The idea is to paint what you hear; no musical skills are required and it’s impossible to play a ‘wrong’ note.

‘Classical music has been found to boost concentration and enhance linguistic and cognitive skills’, explains Teemu Laasanen, founder of MusicFairyTales. ‘Our stories are both narrated and subtitled, supporting those with reading disabilities. The wall has been found to increase equality among its users; children tend to be more social with each other, and up to 10 can play together at the same time.’

OiOi’s collaboration with MusicFairyTales kicked off with an interactive live concert. ‘We streamed the music from the concert hall, where the Mikkeli String Orchestra was playing, to an interactive wall’, Teemu explains. ‘In the nearby Chamber Music Hall, children were encouraged to ‘paint’ the music they heard with their hands and soft brushes.’

The paintings were streamed live to the concert hall, where parents could see how their children experienced and visualised the music they could hear. ‘After the concert, the visual artists – the children – came to the stage to bow and receive ovations, together with the orchestra’, Sami remembers. ‘It created an emotional moment and memory for us all.’

Digital tech for good

There’s clear educational potential in OiOi’s collaboration with MusicFairyTales, and the team is currently working on content that will help children to be more focused and creative while learning important social and emotional skills.

But shouldn’t we be helping kids to move away from a world saturated with tech and digital experiences? ‘To some extent, yes’, acknowledges Teemu; ‘but digitality is a big part of our lives and will not go away.
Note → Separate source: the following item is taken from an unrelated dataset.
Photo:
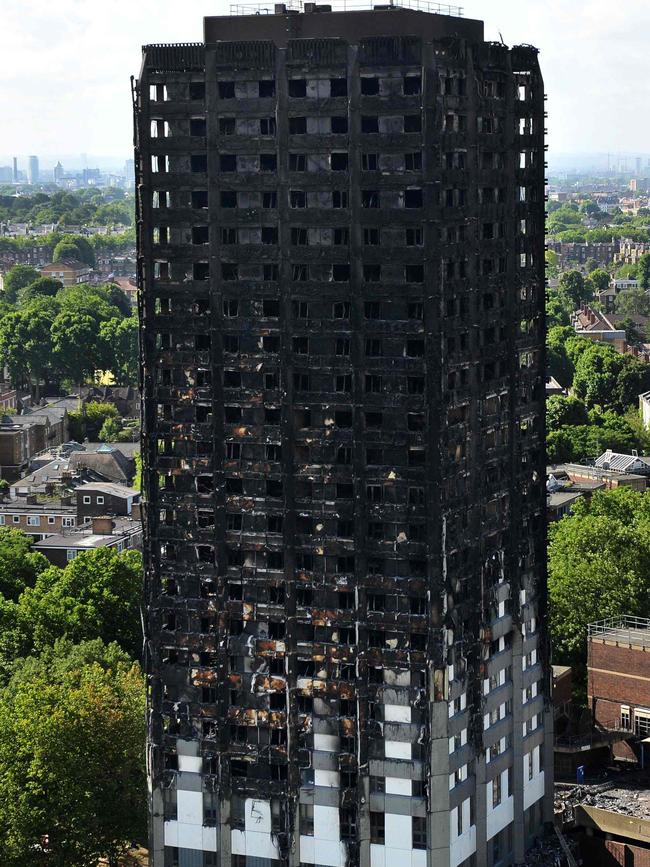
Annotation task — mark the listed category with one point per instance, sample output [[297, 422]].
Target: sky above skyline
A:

It is best to try to use tech to benefit us and our children.’

I pressed the matter: won’t the simple pleasure of reading a fairytale in a book seem boring by comparison? ‘Nothing will ever take away the pure pleasure of reading a book, or listening to someone reading a book to you’, Teemu assured me. ‘But aren’t you curious to find out how the pleasure can be enhanced?’

For now, enhancements on the tech side include touch-sensitive screens made from wood instead of plastic, plus new installations for museums and science centres.

‘We want to show that content and digital technology can be created and used in a sustainable way, where we give back more than we take – both to people and the planet’, Sami tells us. ‘Every action counts.’